We can divide instead the data into training and testing sets (\(90\,%\) v \(10\%\)), fit the model in the training data, and then assess the performance on the testing set:
train = d[1 : (0.9 * length(dow))]
test = d[(0.9 * length(dow) + 1): length(dow)]
fit = arima(log(train), c(2, 1, 2), seasonal=list(order = c(0, 1, 1), period=12))

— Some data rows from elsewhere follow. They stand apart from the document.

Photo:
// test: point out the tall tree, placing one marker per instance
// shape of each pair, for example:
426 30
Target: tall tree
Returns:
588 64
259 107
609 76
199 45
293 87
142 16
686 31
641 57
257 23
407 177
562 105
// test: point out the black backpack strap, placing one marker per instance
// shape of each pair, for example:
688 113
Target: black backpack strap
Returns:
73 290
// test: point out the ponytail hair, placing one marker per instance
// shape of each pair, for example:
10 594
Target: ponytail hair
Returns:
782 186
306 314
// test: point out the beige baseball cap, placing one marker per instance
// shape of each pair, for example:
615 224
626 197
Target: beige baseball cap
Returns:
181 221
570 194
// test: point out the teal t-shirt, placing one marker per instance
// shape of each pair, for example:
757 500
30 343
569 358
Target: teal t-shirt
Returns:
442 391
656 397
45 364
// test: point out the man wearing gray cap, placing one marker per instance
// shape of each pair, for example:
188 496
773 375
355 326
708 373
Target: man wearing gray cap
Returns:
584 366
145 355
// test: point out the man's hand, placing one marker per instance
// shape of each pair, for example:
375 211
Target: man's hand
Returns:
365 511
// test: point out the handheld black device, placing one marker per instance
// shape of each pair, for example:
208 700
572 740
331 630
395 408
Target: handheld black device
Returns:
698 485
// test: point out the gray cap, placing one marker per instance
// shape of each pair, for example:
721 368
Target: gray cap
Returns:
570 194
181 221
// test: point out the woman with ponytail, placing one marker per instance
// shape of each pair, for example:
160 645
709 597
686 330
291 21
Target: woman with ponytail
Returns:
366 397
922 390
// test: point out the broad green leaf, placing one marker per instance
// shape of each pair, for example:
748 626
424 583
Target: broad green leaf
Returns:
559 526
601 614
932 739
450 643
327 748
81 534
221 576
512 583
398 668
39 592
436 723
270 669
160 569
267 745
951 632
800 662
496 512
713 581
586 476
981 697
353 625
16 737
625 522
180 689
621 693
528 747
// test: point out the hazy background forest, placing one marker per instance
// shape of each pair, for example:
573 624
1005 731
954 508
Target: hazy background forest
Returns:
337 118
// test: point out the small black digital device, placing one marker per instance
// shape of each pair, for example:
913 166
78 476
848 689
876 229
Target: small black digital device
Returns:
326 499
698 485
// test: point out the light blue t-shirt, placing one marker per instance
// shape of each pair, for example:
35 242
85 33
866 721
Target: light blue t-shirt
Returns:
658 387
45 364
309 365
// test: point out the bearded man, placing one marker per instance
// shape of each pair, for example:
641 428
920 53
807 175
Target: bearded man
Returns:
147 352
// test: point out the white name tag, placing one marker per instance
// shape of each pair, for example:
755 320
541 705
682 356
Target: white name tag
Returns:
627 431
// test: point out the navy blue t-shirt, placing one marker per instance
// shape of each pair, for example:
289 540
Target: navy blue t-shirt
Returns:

predi = predict(fit, n.ahead = (length(dow) - (0.9*length(dow))))$pred
fore = forecast(fit, h = 365 * 5) # Five years ahead
plot(fore)
Well, it is an illustration. However, the accuracy assessment is not great:
accuracy(predi, test)
## ME RMSE MAE MPE MAPE
## Test set 17855.26 17899.3 17855.26 99.94482 99.94482
If we calculate without using the i=1
middle value in
arima
:
dow = 100 * diff(log(d))[-1] # The difference taken outside the arima() call. 100 probably aides in computing since the numbers are very close to zero.
train = dow[1 : (0.9 * length(dow))]
test = dow[(0.9 * length(dow) + 1): length(dow)]
fit = arima(train, order = c(2, 0, 2), seasonal=list(order = c(0, 1, 1), period=12))
predi = predict(fit, n.ahead = (length(dow) - (0.9*length(dow))))$pred
accuracy(predi, test)
## ME RMSE MAE MPE MAPE
## Test set 0.003215416 0.7946501 0.5670157 NaN Inf
At this point I’m not sure how to evaluate these differences in output between both apparently equivalent systems.
NOTE: These are tentative notes on different topics for personal use - expect mistakes and misunderstandings.